After doing my research (I tried to get my hands on a Canyon and considered an S5, Ridley Noah, and Wilier Cento1), I decided to go with a Boardman and built-up the following bike with Competitive Cyclist in March:*Frame:* 2015 Boardman Air Elite 9.8
*Components:* 3T Toronova LTD (Carbon) bar, 3T alloy stem, Dura-Ace ST-9001 shifters, Dura-Ace 52/36 crankset, Dura-Ace BR-9010 rear-brake, Ultegra 6800 derailleurs and cassette (11/28)
*Wheels:* HED Ardennes LT (daily riders + climbers), Zipp 404’s (TX and race wheels)​
I’ll start by saying that I love this bike. Between May and November of 2015, I’ve put about 1300 miles on this frame, and the Boardman has put an awful lot of smiles on my face. And the “bang-for-the-buck” is phenomenal – similarly spec’ed equivalent bikes would easily have been $2K more. But I wouldn’t buy it again without some major design changes. 
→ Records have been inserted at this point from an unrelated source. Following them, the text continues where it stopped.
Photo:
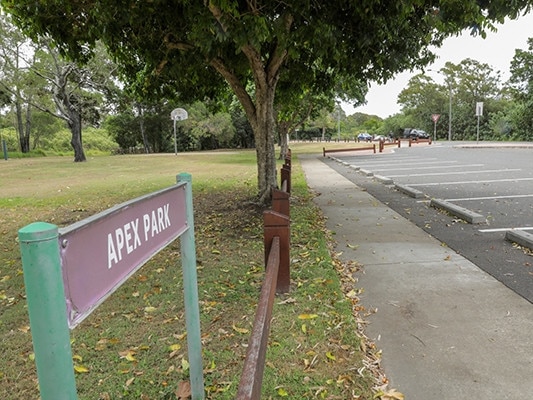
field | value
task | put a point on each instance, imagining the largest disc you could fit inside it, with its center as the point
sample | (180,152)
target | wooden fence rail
(277,280)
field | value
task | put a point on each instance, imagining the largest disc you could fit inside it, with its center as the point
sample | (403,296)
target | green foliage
(11,138)
(98,139)
(521,83)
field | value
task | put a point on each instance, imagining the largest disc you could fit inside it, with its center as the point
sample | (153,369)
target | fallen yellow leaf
(242,331)
(307,316)
(80,369)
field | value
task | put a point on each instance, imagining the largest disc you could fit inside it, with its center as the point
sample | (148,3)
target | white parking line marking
(488,171)
(436,167)
(496,230)
(516,196)
(470,182)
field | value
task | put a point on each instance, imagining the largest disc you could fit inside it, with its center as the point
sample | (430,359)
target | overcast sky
(497,50)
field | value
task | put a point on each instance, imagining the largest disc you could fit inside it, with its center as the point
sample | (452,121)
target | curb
(417,194)
(461,212)
(521,237)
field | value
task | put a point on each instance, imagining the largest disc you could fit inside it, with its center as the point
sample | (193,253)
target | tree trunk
(74,124)
(263,127)
(24,135)
(283,130)
(146,145)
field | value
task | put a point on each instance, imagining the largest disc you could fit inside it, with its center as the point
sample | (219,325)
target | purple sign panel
(101,252)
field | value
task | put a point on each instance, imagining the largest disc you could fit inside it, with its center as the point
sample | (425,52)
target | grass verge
(134,345)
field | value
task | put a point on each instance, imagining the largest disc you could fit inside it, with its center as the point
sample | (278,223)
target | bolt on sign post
(178,114)
(435,118)
(479,113)
(69,272)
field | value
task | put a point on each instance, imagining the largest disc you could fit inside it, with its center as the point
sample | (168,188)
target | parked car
(415,134)
(364,137)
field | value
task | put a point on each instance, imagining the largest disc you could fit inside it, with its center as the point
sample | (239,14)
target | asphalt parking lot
(495,182)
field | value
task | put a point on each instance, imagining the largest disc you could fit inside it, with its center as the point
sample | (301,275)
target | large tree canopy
(187,47)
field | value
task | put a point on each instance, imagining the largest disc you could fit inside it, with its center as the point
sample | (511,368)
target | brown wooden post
(277,224)
(286,176)
(288,157)
(280,202)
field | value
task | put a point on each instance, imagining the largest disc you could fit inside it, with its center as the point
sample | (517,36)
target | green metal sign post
(47,310)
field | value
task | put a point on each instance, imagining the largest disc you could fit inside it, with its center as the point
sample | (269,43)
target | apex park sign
(100,253)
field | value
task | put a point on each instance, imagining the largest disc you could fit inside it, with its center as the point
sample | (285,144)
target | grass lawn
(134,345)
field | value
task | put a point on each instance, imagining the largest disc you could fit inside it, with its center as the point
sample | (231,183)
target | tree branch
(237,86)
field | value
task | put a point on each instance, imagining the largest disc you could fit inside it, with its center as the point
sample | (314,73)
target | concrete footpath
(448,330)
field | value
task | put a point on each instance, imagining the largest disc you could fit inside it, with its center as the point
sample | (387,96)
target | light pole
(450,113)
(449,103)
(178,114)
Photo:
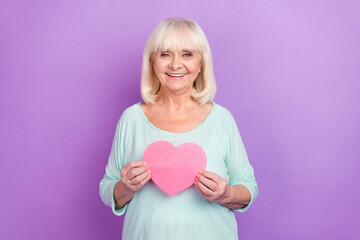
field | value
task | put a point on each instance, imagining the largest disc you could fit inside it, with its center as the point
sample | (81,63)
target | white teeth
(175,75)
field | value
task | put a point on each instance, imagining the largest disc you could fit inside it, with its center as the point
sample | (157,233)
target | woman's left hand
(213,187)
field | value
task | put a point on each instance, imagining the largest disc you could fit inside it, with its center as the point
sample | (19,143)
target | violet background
(287,70)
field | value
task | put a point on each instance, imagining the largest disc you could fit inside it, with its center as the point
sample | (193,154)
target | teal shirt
(152,214)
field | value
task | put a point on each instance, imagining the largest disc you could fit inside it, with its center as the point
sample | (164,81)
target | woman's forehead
(179,42)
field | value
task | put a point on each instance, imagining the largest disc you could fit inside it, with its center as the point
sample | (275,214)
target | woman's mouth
(176,75)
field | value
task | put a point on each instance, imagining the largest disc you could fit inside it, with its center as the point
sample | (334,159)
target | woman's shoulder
(131,113)
(222,112)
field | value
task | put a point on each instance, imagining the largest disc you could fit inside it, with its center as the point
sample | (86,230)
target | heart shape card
(174,169)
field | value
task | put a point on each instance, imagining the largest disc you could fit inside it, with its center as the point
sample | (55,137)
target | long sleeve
(239,169)
(115,163)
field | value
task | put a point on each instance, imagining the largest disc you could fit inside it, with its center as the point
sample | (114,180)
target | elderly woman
(177,86)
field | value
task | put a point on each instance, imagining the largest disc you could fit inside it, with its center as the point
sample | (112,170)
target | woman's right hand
(134,176)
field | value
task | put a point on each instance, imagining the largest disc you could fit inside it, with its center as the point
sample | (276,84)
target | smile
(176,75)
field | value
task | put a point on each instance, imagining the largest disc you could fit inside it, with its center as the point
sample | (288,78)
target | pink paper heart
(174,169)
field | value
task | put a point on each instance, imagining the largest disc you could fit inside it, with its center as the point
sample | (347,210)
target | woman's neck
(175,101)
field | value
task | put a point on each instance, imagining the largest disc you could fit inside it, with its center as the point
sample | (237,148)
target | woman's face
(176,70)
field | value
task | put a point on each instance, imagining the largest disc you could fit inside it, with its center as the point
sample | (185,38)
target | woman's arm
(215,189)
(133,177)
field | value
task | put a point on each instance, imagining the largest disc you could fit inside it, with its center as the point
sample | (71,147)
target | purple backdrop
(287,70)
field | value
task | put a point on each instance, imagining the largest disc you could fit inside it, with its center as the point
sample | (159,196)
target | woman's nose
(175,62)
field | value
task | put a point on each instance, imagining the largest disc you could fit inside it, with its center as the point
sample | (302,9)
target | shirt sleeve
(239,169)
(112,170)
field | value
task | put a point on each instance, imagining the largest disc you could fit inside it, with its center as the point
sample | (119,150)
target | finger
(208,183)
(203,189)
(134,172)
(143,182)
(211,176)
(131,165)
(138,179)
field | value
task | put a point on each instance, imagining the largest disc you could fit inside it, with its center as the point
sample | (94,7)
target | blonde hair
(169,34)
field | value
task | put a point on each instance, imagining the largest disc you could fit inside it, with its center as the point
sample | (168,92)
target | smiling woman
(176,70)
(186,39)
(177,87)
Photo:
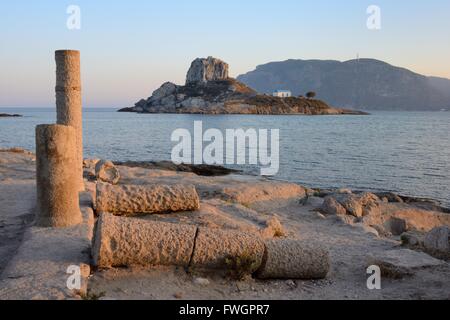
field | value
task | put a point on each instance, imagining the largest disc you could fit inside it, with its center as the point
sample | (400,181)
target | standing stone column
(68,101)
(56,179)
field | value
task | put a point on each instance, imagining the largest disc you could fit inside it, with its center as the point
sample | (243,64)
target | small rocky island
(210,90)
(6,115)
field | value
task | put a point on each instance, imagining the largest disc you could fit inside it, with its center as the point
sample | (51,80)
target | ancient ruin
(57,182)
(69,102)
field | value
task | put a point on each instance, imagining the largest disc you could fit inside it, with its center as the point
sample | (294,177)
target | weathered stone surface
(438,239)
(209,90)
(106,171)
(69,101)
(396,226)
(57,181)
(204,70)
(293,259)
(129,199)
(40,268)
(121,241)
(331,206)
(214,246)
(403,262)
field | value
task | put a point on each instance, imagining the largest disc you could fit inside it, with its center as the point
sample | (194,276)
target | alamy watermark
(74,280)
(237,146)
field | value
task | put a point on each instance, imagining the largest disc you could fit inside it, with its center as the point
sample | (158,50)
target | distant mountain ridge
(366,84)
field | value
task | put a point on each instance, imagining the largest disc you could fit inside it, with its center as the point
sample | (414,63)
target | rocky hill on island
(365,84)
(210,90)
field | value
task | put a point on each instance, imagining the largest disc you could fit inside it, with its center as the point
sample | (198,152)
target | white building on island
(282,94)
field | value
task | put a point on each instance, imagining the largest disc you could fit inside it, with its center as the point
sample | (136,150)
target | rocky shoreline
(209,90)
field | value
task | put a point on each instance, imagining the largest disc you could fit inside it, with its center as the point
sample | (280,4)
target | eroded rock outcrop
(204,70)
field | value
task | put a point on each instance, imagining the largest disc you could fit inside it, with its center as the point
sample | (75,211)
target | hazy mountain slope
(361,84)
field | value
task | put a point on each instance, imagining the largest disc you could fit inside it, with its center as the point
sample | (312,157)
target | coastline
(369,228)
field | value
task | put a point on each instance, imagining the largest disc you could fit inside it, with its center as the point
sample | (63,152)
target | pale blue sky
(131,47)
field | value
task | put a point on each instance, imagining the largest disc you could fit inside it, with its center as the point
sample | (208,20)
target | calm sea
(404,152)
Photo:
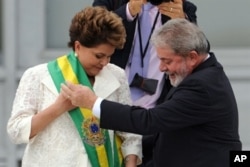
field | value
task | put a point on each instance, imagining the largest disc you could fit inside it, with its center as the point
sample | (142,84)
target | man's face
(174,65)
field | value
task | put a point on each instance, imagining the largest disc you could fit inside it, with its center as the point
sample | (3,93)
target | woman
(58,133)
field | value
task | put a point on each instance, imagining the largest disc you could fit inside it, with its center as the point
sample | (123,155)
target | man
(137,48)
(138,57)
(197,125)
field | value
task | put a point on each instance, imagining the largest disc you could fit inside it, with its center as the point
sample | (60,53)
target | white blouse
(59,144)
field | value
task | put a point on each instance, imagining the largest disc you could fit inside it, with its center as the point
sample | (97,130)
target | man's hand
(172,9)
(79,95)
(134,6)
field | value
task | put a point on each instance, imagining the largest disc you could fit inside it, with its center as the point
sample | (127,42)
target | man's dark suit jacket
(196,126)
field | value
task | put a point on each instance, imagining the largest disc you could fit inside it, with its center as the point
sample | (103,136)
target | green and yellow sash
(95,140)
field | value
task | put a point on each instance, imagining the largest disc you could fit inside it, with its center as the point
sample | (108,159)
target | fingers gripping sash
(95,140)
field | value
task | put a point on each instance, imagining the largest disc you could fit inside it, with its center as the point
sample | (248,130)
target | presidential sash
(95,140)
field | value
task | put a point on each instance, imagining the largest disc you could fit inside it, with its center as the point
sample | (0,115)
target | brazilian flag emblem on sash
(95,140)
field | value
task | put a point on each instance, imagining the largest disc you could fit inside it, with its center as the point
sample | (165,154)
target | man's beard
(180,76)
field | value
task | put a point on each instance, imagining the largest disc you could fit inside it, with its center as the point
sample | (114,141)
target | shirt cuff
(97,107)
(129,16)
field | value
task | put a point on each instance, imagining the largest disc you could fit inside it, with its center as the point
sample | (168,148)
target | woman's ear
(193,58)
(77,46)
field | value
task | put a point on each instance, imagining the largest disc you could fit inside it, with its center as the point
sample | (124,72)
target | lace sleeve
(24,107)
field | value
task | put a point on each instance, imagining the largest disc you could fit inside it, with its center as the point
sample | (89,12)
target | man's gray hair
(182,36)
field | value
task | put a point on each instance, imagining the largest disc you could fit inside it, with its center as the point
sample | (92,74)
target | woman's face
(94,59)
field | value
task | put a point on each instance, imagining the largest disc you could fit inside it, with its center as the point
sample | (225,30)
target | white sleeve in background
(97,107)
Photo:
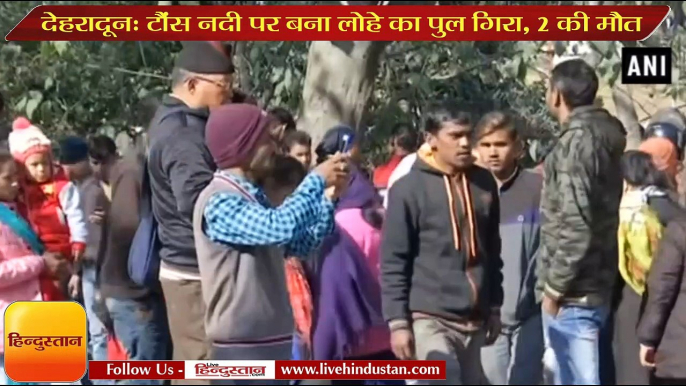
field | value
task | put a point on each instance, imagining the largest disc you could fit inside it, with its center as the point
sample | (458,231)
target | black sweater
(427,265)
(180,167)
(119,229)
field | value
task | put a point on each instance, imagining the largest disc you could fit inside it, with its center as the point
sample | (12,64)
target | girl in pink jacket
(21,252)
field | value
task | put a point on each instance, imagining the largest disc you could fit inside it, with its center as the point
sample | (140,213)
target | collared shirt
(299,224)
(505,185)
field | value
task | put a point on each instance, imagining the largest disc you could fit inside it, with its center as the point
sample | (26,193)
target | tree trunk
(242,66)
(339,83)
(626,113)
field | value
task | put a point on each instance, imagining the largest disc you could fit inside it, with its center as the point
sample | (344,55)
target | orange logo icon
(45,342)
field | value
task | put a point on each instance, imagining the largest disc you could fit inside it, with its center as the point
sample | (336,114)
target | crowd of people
(219,238)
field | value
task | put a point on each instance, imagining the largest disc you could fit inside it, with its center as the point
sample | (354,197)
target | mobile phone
(347,144)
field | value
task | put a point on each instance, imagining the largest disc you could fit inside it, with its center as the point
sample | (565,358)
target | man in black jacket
(582,189)
(441,267)
(180,167)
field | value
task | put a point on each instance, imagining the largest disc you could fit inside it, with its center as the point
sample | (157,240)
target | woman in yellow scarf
(645,209)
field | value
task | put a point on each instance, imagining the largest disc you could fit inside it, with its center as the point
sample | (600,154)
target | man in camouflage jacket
(579,214)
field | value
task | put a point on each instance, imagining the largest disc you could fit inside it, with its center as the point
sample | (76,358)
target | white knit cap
(27,139)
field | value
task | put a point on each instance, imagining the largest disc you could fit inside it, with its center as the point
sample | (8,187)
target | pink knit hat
(27,139)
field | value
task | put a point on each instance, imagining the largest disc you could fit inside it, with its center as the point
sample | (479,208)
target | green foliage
(80,87)
(478,77)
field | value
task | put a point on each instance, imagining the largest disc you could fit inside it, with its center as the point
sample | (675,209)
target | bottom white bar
(254,370)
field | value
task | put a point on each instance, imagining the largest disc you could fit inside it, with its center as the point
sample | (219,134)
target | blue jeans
(97,343)
(141,326)
(572,344)
(516,358)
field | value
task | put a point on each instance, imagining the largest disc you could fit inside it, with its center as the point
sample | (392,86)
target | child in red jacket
(48,201)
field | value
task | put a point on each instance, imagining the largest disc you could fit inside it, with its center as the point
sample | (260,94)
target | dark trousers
(141,326)
(186,316)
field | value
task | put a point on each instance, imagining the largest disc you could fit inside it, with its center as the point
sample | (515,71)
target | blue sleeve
(233,219)
(303,245)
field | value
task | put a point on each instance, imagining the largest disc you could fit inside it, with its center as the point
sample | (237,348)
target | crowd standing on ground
(218,238)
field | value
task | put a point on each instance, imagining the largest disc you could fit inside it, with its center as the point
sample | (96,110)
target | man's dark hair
(406,137)
(442,113)
(284,117)
(102,148)
(576,81)
(496,121)
(287,172)
(639,170)
(5,156)
(296,137)
(179,75)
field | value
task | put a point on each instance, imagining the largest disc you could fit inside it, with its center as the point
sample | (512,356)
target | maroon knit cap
(233,132)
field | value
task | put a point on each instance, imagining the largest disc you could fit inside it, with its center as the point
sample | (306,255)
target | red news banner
(339,23)
(256,370)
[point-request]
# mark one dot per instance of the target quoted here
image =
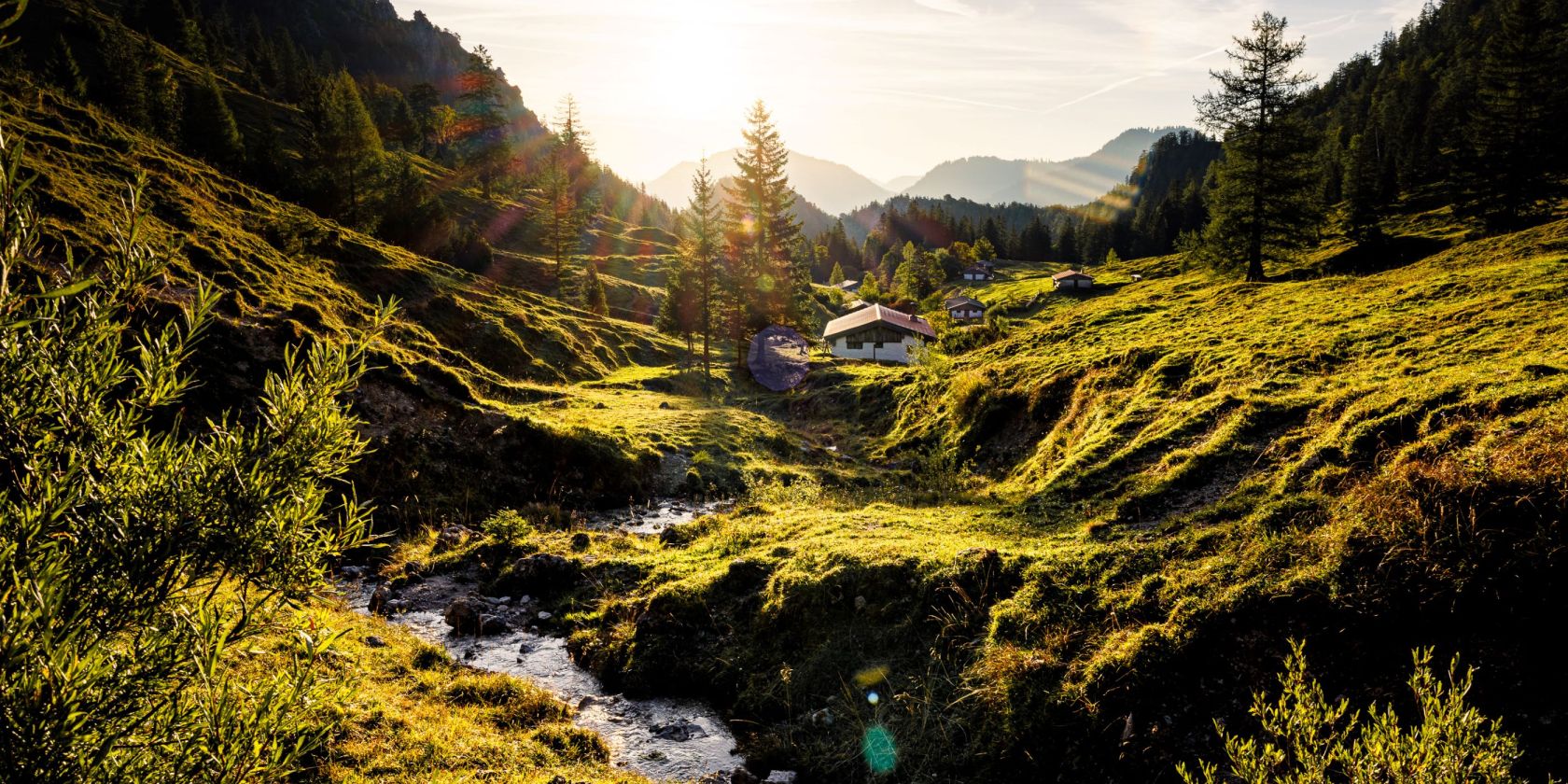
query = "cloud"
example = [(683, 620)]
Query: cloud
[(949, 7)]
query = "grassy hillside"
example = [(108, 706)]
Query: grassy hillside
[(1085, 541), (461, 348)]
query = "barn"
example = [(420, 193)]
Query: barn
[(1071, 279), (876, 333), (965, 308)]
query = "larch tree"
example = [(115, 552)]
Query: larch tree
[(1263, 204), (1512, 168), (761, 230), (484, 145), (568, 184), (345, 143), (209, 126), (701, 244), (593, 297)]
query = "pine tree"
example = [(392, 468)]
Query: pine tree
[(165, 103), (595, 300), (678, 311), (210, 129), (1363, 201), (66, 71), (1067, 245), (761, 228), (701, 232), (345, 143), (484, 147), (1263, 204), (1514, 168)]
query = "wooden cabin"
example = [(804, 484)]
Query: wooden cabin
[(876, 333), (1071, 279), (965, 308)]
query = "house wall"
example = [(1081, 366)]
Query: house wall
[(889, 352)]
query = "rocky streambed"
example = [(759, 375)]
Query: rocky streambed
[(659, 737)]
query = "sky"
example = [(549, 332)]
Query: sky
[(887, 87)]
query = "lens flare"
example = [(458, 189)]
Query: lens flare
[(878, 749)]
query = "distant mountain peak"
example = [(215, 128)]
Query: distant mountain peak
[(833, 187)]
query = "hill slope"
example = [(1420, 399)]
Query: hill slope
[(1043, 184), (1095, 537), (833, 187)]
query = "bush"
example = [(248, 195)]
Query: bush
[(137, 551), (507, 525), (1311, 740)]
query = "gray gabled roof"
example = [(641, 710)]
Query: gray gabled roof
[(876, 315)]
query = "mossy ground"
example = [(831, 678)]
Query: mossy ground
[(1125, 509), (410, 714)]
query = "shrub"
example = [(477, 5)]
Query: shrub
[(1311, 740), (507, 525), (138, 551)]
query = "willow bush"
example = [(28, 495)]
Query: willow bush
[(142, 553)]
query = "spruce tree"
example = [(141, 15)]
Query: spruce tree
[(484, 147), (1512, 170), (761, 228), (593, 297), (1263, 204), (345, 143), (701, 235), (210, 129)]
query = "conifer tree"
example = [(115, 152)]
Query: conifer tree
[(345, 143), (1263, 203), (593, 297), (1512, 170), (761, 228), (1067, 245), (1362, 193), (209, 126), (701, 237), (484, 147)]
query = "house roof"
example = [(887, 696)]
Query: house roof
[(876, 314)]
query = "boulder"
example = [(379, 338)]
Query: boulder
[(463, 613), (543, 573)]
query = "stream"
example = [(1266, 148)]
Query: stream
[(659, 737)]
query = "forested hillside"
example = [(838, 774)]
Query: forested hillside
[(303, 309)]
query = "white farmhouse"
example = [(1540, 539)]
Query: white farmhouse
[(876, 333)]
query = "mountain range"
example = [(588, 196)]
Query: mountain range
[(837, 189), (833, 187)]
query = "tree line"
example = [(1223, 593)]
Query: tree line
[(347, 110)]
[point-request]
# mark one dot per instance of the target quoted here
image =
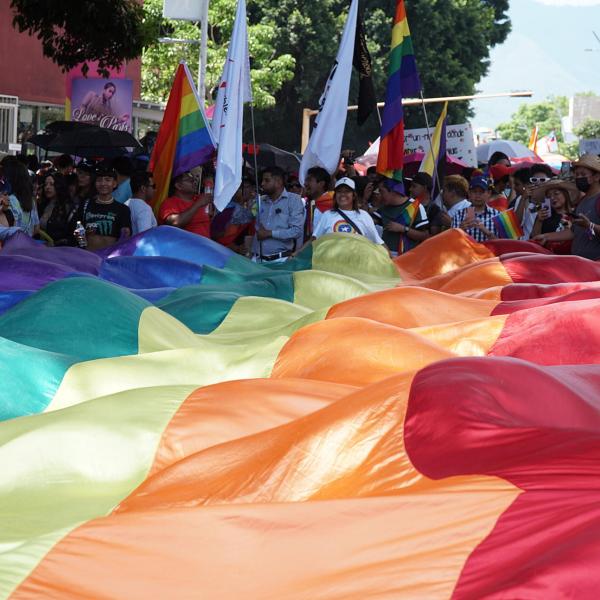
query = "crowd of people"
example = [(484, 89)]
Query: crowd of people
[(272, 219)]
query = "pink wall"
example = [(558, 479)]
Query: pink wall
[(26, 73)]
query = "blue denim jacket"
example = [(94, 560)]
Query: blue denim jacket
[(285, 218)]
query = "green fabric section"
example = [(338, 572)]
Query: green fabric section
[(356, 257), (30, 378), (83, 317), (261, 320), (203, 307), (64, 468), (190, 123), (320, 290), (398, 53), (170, 354)]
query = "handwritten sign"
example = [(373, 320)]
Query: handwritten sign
[(460, 143)]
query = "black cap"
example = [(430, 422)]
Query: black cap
[(104, 169), (86, 166), (423, 179)]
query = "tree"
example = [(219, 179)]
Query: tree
[(269, 69), (545, 115), (107, 31), (452, 39), (589, 130)]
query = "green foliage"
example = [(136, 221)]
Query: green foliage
[(589, 130), (452, 39), (107, 31), (269, 71), (546, 115)]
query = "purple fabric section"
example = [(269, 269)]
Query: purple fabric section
[(73, 259), (19, 273), (404, 83)]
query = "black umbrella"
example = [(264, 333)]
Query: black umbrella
[(271, 156)]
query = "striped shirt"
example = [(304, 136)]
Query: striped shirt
[(486, 217)]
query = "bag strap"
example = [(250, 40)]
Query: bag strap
[(349, 220)]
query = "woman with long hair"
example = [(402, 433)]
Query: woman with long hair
[(58, 209), (22, 201), (346, 216)]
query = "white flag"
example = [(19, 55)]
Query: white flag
[(325, 142), (228, 118)]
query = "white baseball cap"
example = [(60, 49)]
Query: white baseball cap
[(345, 181)]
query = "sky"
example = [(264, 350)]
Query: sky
[(545, 53)]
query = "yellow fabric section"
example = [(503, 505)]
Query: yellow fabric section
[(356, 257), (430, 161), (399, 32), (189, 104), (62, 469)]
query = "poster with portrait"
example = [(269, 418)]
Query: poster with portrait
[(104, 102)]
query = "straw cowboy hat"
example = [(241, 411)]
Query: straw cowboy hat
[(568, 187), (589, 161)]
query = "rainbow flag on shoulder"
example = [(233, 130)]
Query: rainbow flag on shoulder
[(403, 82), (184, 139), (508, 226)]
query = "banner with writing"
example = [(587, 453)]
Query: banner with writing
[(104, 102), (460, 143)]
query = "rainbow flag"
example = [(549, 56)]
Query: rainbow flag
[(206, 432), (403, 82), (508, 226), (184, 139), (434, 162), (407, 217)]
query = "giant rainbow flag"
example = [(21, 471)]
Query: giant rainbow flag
[(184, 138), (403, 82), (179, 422)]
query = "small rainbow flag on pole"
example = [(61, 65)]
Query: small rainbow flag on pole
[(508, 226), (184, 139), (403, 82)]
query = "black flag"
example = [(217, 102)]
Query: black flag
[(367, 102)]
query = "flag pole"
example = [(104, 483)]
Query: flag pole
[(256, 182), (434, 158)]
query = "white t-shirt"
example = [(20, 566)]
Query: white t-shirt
[(142, 217), (332, 222), (453, 210), (528, 220)]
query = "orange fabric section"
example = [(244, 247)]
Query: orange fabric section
[(413, 307), (235, 409), (288, 513), (450, 250), (354, 351)]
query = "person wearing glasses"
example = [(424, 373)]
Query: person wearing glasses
[(142, 192), (185, 208)]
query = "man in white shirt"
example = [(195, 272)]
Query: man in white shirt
[(142, 190), (454, 195)]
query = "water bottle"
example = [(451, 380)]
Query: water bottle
[(80, 235), (208, 191)]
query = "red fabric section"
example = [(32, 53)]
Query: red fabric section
[(200, 222), (505, 308), (540, 430), (500, 247), (521, 291), (558, 334), (539, 268)]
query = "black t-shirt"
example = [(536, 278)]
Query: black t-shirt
[(551, 224), (109, 219), (434, 215)]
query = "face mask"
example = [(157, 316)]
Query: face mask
[(582, 183)]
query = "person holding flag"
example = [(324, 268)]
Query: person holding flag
[(184, 142), (403, 82)]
*What I Love:* On both the flats of TX and the hills of San Francisco, this bike is FAST. While it doesn’t have the rocketship acceleration of a pure sprint machine like the Tarmac, it sustains speed very, very well (particularly with the Zipps). In both a TX sprint and a SF descent, the Boardman brings an exhilarating sensation of speed building with each pedal stroke or revolution of the wheel… this bike makes me understand why people go for aero-road. This speed is also accompanied with a surprising amount of comfort – my legs are tired after a hard ride, but the rest of my body is much fresher than I’m accustomed to. This frame does a great job absorbing the chip-seal of TX and the cracks common to the back roads of Northern California (e.g. Kings Ridge, Morgan Territory, etc.). 

*What I Dislike: *I can now confirm that aero-road = inferior handling; even after 1300 miles of acclimation, my fastest Strava times down a few of the more technical descents in the Bay Area were achieved while riding a rental Tarmac. I will add the caveat that I’m a firm believer in safety over speed, and that I’m generally a slower, less-than-aggressive descender; at this point in my life, it’s just not worth the risk. I will (very) occasionally put on my big boy pants and bomb a descent…but I’m usually middle to back of the pack. The Boardman simply doesn’t feel as stable/planted as a more nimble frame. The bike is slow(ish) to turn over, and has a hard time carving a really tight hairpin turn; the bike holds it’s line well, but doesn’t have a great turning radius - I have to bleed more speed than I’d like to get around a hairpin without drifting into the opposite lane. Tires also seem to make more of a difference with this bike than with others; the Boardman suffers with Gatorskins (my usual trainers), but seems to come alive with GP 4000’s (my race tires). 

Handling isn’t helped by the front brake – the integrated aero/TRP brake doesn’t have the bite of a Shimano caliper. When riding this bike, I find myself braking earlier on a turn and occasionally dragging the brake on long and steep descents to bleed speed before a corner. Given all this, I rarely ride my Zipps in SF – I just don’t trust myself, these brakes, and the (often damp in the AM) corners in the Bay Area. 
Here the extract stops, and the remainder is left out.